Polygon, the operator of an eponymous protocol used by developers to make Ethereum transactions quicker and cheaper, raised $450 million by selling its Matic crypto token to investors led by Sequoia Capital India.

SoftBank Group Corp.’s Vision Fund 2, Mike Novogratz’s Galaxy Digital, Tiger Global, Alexis Ohanian and Animoca Brands Corp. were among more than 40 investors participating in the funding. Polygon’s token, capped at 10 billion units, is the closest analog to holding equity in the protocol. Matic traded at a high of $1.94, according to data from CoinGecko.

Polygon is one of a number of so-called Layer 2 operators, offering tools for developers who want to create decentralized apps (or dapps) and tackling the issue of network congestion, which is a growing problem on Ethereum as its popularity rises. The cost of gas fees, charged to execute any minting or trading on Ethereum, has skyrocketed in recent times, increasing interest in Layer 2 protocols that work by taking transactions from Ethereum, compressing them and posting them back to the original chain at a fraction of the time and cost. Polygon is competing with rivals such as Arbitrum, Loopring, Optimism and StarkWare to serve that demand. It takes a small protocol fee each time it’s used.

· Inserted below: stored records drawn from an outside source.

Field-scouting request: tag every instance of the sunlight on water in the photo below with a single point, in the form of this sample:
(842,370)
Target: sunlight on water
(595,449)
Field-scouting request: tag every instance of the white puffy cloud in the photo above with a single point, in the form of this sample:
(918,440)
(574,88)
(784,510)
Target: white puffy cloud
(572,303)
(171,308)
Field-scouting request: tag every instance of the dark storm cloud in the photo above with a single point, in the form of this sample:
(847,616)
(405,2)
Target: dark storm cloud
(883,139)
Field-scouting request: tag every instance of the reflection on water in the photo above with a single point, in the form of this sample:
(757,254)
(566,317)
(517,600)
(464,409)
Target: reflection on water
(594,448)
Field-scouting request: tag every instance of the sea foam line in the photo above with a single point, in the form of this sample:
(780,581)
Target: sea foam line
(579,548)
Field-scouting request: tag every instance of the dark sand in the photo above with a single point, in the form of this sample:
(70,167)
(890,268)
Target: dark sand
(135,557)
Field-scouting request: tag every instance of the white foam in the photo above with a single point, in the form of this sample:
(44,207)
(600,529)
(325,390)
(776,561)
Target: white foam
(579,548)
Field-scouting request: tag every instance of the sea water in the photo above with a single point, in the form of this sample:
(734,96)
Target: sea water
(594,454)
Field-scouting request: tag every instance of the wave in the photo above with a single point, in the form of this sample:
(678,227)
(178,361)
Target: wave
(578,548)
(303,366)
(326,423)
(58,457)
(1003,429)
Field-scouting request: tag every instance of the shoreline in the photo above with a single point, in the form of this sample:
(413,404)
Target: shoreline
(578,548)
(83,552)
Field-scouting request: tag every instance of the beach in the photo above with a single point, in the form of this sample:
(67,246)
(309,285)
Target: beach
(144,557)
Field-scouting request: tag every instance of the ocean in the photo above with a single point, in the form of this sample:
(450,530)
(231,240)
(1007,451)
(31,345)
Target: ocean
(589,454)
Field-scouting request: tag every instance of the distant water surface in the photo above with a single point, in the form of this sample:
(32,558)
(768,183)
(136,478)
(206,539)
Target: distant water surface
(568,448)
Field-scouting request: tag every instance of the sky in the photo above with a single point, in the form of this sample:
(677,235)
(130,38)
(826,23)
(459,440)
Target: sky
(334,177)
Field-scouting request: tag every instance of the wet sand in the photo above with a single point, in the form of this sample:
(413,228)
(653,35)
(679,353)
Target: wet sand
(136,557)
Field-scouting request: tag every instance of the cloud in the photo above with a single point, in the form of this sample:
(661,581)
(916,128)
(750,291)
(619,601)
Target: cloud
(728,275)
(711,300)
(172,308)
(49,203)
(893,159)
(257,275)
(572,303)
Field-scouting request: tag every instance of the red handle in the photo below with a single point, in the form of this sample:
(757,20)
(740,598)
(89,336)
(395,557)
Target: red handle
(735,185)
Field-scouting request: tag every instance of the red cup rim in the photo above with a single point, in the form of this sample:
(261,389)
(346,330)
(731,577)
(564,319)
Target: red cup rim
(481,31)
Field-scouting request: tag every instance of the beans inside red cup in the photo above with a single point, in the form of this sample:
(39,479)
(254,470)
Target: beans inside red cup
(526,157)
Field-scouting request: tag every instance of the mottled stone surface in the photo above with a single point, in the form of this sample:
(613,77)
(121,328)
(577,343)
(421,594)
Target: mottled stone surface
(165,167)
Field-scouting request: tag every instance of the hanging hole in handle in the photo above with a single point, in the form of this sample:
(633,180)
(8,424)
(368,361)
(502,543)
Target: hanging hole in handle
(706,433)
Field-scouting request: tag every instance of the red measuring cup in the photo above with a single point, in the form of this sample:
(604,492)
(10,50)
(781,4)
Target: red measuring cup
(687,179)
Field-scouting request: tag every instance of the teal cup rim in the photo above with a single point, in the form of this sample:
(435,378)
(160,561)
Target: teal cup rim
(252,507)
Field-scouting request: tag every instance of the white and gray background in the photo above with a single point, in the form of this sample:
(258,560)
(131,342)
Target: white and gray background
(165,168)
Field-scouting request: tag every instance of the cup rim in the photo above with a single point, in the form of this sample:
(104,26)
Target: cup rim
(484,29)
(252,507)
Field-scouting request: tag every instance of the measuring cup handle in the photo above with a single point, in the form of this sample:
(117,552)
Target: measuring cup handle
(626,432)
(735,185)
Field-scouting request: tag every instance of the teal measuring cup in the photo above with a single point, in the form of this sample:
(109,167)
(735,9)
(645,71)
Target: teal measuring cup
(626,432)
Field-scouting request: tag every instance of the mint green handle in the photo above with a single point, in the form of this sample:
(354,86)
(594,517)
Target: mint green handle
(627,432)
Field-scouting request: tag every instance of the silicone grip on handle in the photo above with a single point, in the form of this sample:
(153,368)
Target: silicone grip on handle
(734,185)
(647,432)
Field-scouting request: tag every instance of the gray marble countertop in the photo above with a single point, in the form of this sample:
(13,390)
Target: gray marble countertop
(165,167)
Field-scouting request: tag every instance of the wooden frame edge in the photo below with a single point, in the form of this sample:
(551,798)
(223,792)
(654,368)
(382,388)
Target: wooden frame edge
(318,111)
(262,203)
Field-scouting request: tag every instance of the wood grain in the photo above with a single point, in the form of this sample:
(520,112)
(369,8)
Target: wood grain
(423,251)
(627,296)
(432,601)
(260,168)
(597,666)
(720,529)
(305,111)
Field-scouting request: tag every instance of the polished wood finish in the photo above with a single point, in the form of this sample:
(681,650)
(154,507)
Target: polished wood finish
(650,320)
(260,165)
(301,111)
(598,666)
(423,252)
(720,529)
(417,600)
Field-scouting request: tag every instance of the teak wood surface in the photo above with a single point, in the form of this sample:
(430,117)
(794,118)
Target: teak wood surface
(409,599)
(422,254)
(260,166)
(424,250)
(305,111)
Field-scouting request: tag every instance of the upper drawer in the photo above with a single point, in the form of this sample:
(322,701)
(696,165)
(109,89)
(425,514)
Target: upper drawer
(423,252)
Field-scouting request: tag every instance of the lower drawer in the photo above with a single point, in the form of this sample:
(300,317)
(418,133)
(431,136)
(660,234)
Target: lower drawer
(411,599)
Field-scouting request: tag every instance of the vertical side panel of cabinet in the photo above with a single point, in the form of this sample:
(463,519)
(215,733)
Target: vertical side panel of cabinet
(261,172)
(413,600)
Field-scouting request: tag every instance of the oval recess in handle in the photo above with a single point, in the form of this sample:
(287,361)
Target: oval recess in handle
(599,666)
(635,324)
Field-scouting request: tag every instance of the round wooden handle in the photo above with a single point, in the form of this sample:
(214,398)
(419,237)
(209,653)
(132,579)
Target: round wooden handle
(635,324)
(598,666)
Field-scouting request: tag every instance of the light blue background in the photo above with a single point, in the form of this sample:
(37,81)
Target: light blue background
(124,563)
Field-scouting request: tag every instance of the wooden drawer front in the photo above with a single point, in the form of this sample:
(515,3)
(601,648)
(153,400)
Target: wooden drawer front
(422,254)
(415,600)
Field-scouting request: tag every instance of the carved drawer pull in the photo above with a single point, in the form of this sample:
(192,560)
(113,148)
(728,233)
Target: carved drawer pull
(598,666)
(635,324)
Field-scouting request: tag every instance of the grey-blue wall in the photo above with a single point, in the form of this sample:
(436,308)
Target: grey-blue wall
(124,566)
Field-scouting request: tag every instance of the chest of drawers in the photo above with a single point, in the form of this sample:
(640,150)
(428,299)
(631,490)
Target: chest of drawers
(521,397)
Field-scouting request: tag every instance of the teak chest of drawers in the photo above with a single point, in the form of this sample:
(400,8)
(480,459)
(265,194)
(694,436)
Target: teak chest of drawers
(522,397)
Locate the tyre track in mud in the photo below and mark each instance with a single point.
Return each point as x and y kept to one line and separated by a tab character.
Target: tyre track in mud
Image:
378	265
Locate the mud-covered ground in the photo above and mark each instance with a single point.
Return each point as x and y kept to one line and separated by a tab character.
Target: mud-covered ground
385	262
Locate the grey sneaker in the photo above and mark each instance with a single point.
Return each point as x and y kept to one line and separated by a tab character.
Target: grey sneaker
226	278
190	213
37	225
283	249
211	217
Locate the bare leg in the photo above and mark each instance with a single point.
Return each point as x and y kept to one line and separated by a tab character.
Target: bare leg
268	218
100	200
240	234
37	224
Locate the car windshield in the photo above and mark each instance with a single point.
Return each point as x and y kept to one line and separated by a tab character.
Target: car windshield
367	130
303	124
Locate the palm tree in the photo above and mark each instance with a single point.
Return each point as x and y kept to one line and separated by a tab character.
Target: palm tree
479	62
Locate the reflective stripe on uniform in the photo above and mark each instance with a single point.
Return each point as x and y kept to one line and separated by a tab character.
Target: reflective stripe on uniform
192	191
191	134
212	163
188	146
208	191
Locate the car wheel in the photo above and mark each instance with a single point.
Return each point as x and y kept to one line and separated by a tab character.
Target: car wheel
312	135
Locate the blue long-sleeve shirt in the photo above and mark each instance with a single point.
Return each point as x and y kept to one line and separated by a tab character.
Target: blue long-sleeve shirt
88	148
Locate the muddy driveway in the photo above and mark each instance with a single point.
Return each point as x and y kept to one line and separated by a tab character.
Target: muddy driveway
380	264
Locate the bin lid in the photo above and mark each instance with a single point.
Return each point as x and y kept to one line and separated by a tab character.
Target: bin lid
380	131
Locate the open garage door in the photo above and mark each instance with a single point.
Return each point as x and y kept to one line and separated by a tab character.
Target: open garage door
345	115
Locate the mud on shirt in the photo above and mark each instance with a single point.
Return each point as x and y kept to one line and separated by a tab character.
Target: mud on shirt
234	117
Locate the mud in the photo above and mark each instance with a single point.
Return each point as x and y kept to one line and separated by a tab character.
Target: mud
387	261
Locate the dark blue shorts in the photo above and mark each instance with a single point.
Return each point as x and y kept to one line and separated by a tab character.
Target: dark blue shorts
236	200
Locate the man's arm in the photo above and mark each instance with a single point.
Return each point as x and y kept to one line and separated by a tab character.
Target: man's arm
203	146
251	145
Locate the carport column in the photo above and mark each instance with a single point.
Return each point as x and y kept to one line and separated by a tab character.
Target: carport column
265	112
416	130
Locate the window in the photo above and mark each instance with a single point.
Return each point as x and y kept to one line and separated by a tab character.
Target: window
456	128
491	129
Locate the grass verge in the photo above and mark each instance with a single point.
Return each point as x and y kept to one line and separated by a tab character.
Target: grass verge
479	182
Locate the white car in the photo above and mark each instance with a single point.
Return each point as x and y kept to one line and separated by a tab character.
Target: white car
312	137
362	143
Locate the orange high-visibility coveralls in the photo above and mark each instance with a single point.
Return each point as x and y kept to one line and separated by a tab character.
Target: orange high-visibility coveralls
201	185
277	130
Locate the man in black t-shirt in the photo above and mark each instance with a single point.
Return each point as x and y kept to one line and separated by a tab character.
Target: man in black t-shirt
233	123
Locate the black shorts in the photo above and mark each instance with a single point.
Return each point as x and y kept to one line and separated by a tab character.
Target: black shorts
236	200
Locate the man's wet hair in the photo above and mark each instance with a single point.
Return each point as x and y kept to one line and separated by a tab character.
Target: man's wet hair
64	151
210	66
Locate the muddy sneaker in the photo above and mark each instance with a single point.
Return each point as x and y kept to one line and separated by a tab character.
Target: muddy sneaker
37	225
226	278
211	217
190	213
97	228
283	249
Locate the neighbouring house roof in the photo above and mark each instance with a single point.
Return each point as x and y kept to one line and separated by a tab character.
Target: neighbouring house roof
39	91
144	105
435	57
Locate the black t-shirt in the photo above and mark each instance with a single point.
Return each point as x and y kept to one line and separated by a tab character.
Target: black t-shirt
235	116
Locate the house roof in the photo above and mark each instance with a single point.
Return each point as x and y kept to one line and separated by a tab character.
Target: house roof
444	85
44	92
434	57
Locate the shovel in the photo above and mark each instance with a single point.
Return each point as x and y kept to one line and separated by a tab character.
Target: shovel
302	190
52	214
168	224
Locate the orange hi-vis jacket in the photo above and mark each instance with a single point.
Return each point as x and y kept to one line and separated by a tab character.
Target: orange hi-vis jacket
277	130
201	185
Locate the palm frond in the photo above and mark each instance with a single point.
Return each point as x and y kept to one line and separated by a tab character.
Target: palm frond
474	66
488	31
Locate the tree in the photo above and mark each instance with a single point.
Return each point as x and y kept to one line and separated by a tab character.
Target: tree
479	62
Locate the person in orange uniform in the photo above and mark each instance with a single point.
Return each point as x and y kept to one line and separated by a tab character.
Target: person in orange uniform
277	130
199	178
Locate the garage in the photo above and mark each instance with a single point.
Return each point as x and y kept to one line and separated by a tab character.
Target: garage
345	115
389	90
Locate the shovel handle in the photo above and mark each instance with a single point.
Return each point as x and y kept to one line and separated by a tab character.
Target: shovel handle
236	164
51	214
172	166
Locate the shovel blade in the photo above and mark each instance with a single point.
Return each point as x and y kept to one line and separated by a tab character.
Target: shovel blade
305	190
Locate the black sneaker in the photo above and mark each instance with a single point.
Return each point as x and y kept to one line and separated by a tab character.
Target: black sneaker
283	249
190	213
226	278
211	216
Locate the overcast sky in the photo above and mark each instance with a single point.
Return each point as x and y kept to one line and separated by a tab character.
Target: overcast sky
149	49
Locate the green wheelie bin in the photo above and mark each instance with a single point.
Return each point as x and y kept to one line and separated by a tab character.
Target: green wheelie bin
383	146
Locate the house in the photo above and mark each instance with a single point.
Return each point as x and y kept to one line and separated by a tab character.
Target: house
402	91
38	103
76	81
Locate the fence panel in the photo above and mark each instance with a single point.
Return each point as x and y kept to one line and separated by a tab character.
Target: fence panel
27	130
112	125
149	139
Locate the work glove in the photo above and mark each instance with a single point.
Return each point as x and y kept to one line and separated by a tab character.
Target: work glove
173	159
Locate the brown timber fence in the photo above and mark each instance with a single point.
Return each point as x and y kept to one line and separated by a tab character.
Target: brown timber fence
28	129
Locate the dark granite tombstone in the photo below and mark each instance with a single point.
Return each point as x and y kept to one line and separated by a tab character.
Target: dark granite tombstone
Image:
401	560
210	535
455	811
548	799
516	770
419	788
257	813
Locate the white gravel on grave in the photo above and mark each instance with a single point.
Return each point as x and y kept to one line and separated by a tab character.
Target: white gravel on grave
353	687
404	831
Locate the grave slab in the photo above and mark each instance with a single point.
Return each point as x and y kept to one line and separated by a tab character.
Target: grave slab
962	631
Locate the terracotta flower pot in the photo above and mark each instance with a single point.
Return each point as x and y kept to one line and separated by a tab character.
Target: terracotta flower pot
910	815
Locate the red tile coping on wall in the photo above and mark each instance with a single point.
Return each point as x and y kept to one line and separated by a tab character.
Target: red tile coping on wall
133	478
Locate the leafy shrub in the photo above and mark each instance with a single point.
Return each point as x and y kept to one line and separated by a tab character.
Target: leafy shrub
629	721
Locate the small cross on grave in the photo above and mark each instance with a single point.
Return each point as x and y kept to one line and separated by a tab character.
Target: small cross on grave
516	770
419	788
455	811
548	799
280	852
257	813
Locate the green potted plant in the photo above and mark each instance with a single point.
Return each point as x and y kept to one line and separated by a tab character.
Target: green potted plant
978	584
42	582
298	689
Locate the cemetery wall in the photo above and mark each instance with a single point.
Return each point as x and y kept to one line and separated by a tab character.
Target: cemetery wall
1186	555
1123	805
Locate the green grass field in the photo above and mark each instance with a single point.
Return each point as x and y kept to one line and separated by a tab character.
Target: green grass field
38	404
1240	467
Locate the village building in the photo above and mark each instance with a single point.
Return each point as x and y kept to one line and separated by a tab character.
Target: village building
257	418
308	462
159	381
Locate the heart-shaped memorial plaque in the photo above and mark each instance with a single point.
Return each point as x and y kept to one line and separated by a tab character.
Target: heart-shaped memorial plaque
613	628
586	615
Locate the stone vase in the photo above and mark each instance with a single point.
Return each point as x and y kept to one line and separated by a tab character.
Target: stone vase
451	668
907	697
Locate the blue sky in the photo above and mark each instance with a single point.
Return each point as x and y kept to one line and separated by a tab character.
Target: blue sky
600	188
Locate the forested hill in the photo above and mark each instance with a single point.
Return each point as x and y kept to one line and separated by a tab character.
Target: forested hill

Polygon says its protocol now has 7,000 dapps, more than 130 million unique users, over 3 million daily transactions and in excess of 3.4 billion transactions since the company’s founding in 2017. It acquired another startup, Predicate Labs, in December as part of a $1 billion push into accelerating development of faster cryptography solutions that would allow it to accommodate greater scale.

NBA star Steph Curry minted his first non-fungible token — digital basketball shoes commemorating his 3-point record — on the Polygon network in December. Polygon also powered luxury brand Dolce & Gabbana’s NFT auction last year.

“One of the reasons for this funding was to get institutional visibility in the U.S.,” co-founder Sandeep Nailwal said in an interview, citing the participation of Third Point and Accel. The company also wanted more exposure among gaming-focused funds, such as Animoca and Makers Fund. It has an annual run rate of $100 million of protocol fees, which holders of the Matic token can benefit from if they run a validator node for transactions. The funding includes a three-year lockup, with a third of tokens freed to be traded after each year. 

The new money will be used to provide “burn rate for three to five years” for six project teams, ranging across India, Serbia, Switzerland, the U.K. and the U.S. Polygon is budgeting $10 million for each per year and committing $100 million of the new raise to an ecosystem fund, to be spent on helping developers building on the protocol, according to Nailwal.

As more dapps are developed and applications like NFTs and decentralized finance grow, Polygon wants to serve as the toolkit for creators, much as Amazon Web Services provides back-end support for websites today, Nailwal said.

“There’s a digital Mars being created and we are building the infrastructure of that digital Mars,” he said.